Performance loss due to context switching

Posted: Wed Aug 10, 2016 3:50 am
by jun
Hi all,

VASP sometime just gets much slower randomly on our clusters. By looking at the OUTCAR timing info I noticed that for the slow jobs Voluntary context switches are so high. At first I suspected that it might relate to MKL routines spawning too many threads, so I compiled VASP again with sequential MKL and I also tried explicitly export MKL_NUM_THREAD=1 to see if it could be better. However, the oversubscription still persist. I don't know whether this is because of my compilation or the setting of our clusters.

Here is the makefile.include I used:
# Precompiler options
CPP_OPTIONS= -DMPI -DHOST=\"IFC91_ompi_phoenix\" -DIFC \
-DCACHE_SIZE=16000 -DPGF90 -Davoidalloc \
-DMPI_BLOCK=8000 -Duse_collective \
-DnoAugXCmeta -Duse_bse_te \
-Duse_shmem -Dtbdyn

CPP = fpp -f_com=no -free -w0 $*$(FUFFIX) $*$(SUFFIX) $(CPP_OPTIONS)

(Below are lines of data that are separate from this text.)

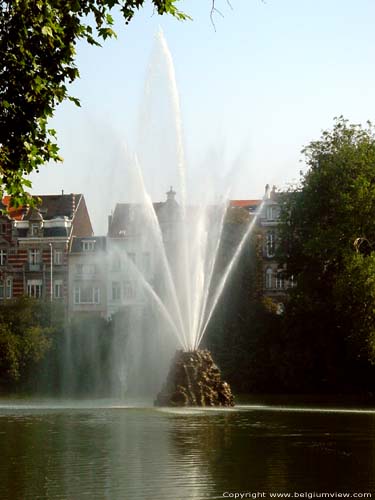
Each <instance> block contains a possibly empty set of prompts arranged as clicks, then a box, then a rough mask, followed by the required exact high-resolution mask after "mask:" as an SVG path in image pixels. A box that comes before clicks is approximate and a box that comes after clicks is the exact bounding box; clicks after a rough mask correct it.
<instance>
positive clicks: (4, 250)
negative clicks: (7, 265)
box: [0, 248, 7, 266]
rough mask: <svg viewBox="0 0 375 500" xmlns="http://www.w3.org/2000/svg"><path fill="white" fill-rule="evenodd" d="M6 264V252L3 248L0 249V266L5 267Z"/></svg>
mask: <svg viewBox="0 0 375 500" xmlns="http://www.w3.org/2000/svg"><path fill="white" fill-rule="evenodd" d="M6 263H7V251H6V250H4V249H3V248H1V249H0V266H5V264H6Z"/></svg>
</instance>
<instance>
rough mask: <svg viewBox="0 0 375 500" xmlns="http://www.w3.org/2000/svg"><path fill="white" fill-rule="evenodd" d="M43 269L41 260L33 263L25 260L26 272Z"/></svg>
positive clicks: (34, 270) (35, 271) (33, 272)
mask: <svg viewBox="0 0 375 500" xmlns="http://www.w3.org/2000/svg"><path fill="white" fill-rule="evenodd" d="M42 270H43V264H42V263H41V262H38V263H33V264H31V263H30V262H27V263H26V264H25V271H26V272H28V273H38V272H40V271H42Z"/></svg>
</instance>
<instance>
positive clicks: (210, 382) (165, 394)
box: [155, 350, 234, 406]
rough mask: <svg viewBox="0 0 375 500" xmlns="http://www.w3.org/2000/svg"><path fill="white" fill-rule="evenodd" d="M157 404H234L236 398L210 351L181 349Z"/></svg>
mask: <svg viewBox="0 0 375 500" xmlns="http://www.w3.org/2000/svg"><path fill="white" fill-rule="evenodd" d="M155 406H234V397H233V395H232V391H231V389H230V386H229V384H227V383H226V382H224V381H223V380H222V379H221V373H220V370H219V368H218V367H217V366H216V365H215V363H214V361H213V359H212V356H211V354H210V352H209V351H207V350H199V351H190V352H185V351H177V352H176V354H175V357H174V358H173V360H172V364H171V367H170V370H169V373H168V377H167V380H166V382H165V384H164V387H163V388H162V390H161V391H160V392H159V394H158V395H157V398H156V400H155Z"/></svg>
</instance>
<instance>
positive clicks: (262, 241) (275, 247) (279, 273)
mask: <svg viewBox="0 0 375 500" xmlns="http://www.w3.org/2000/svg"><path fill="white" fill-rule="evenodd" d="M230 205H231V206H233V207H240V208H242V209H244V210H246V211H247V212H248V213H249V214H251V216H255V215H257V227H258V234H259V247H258V256H257V257H258V259H259V277H258V284H259V285H258V287H259V289H260V293H261V295H263V296H264V297H268V298H270V299H271V300H272V301H273V302H274V303H275V304H277V306H278V308H279V310H280V311H282V310H283V307H284V303H285V300H286V296H287V289H288V288H290V287H292V286H293V282H292V281H291V280H287V279H286V277H285V274H286V273H285V269H284V268H283V267H281V266H280V264H279V263H278V261H277V259H276V250H277V245H278V239H279V234H278V233H279V224H280V194H279V193H278V192H277V191H276V187H275V186H274V187H273V188H272V189H271V188H270V186H269V184H267V185H266V186H265V192H264V196H263V199H255V200H231V202H230Z"/></svg>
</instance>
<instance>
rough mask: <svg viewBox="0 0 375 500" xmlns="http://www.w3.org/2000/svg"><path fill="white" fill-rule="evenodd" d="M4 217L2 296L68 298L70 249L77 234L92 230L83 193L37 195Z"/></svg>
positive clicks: (61, 301)
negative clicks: (34, 201)
mask: <svg viewBox="0 0 375 500" xmlns="http://www.w3.org/2000/svg"><path fill="white" fill-rule="evenodd" d="M34 199H35V200H36V201H37V204H36V206H35V207H32V208H30V207H19V208H12V207H11V199H10V197H9V196H6V197H4V198H3V201H2V203H3V207H4V208H6V209H7V211H8V215H2V216H1V218H0V228H1V230H2V231H3V233H2V234H1V237H0V300H4V299H7V298H12V297H20V296H22V295H28V296H30V297H36V298H43V299H49V300H51V301H52V300H53V301H54V300H56V301H59V302H61V303H63V304H64V305H67V304H68V254H69V247H70V242H71V240H72V238H73V237H74V236H76V237H78V236H92V234H93V230H92V226H91V221H90V217H89V214H88V211H87V207H86V203H85V199H84V196H83V195H82V194H73V193H72V194H63V193H62V194H61V195H42V196H34Z"/></svg>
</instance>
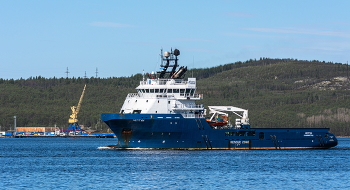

# Changed to libmkl_sequential.a
FC = mpifort -I${MKLROOT}/include
FCL = mpifort -mkl=sequential -Wl,--start-group ${MKLROOT}/lib/intel64/libmkl_intel_lp64.a \
${MKLROOT}/lib/intel64/libmkl_core.a \
${MKLROOT}/lib/intel64/libmkl_sequential.a -Wl,--end-group

FREE = -free -names lowercase

FFLAGS = -assume byterecl -heap-arrays 64

MKL_PATH = $(MKLROOT)/lib/intel64

OBJECTS = fftmpiw.o fftmpi_map.o fftw3d.o fft3dlib.o \
INCS =-I$(MKLROOT)/include/fftw

LLIBS = $(SCALAPACK) $(LAPACK) $(BLAS) -lpthread -lm -ldl

OBJECTS_O1 += fft3dfurth.o fftw3d.o fftmpi.o fftmpiw.o
OBJECTS_O2 += fft3dlib.o

# For what used to be vasp.5.lib
FC_LIB = $(FC)
CC_LIB = icc

OBJECTS_LIB= linpack_double.o getshmem.o

# Normally no need to change this
SRCDIR = ../../src
BINDIR = ../../bin
Our clusters run SLURM I think computational resources are assigned automatically and shouldn't be any problem. Am I right? Does anyone have experience avoiding oversubscribe?

Thanks in advance.


Re: Performance loss due to context switching

Posted: Tue Sep 10, 2024 2:44 pm
by support_vasp


We're sorry that we didn’t answer your question. This does not live up to the quality of support that we aim to provide. The team has since expanded. If we can still help with your problem, please ask again in a new post, linking to this one, and we will answer as quickly as possible.

Best wishes,